1 min read

Prepare your distributed system, so you don't lose money, when it fails

The first thing you need to learn when you release a distributed system into production is this: it’ll eventually fail! You don’t believe me, huh? Well, I don’t blame you.

We usually forget that we are trusting on the network, the number one reason for serious system failure, because we don’t know or we don’t remember the eight fallacies of distributed computing:

  • The network is reliable
  • Latency is zero
  • Bandwidth is infinite
  • The network is secure
  • Topology doesn’t change
  • There is one administrator
  • Transport cost is zero
  • The network is homogeneous

Lets say that you are running an e-commerce business, it’s the most important Friday of the year. Yep, that’s it, Black Friday. You have 20.000 users on your website.

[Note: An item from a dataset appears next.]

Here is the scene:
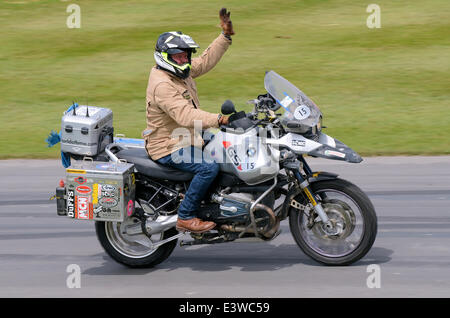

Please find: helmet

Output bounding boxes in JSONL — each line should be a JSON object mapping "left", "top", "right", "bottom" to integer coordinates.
{"left": 154, "top": 31, "right": 200, "bottom": 79}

Your system allows the user to add to cart the items and it will validate the stock later on the checkout process. You have 300 users on the checkout process and you know that a slow experience on the checkout process can have a huge impact on the conversion rate. Your Inventory Service is having 30.000 requests per minute and it is slowing down your checkout process. You have an average order value of $400, so you can lose up to $120.000 if you lose the users that are at the checkout process.

How can you prevent from losing the users if the Inventory Service goes down? Timeouts and Circuit break are useful techniques in this situation. Just remember that it’s not just a technical decision and you should ask the business what should happen in this situation. Should we prevent users from ordering an item without validating the item’s availability or should we allow them and check the availability later in the process?

Repeat after me, it-will-fail. And Murphy will make sure it happens in the most inappropriate moment. The best thing is to prepare yourself for when it fails.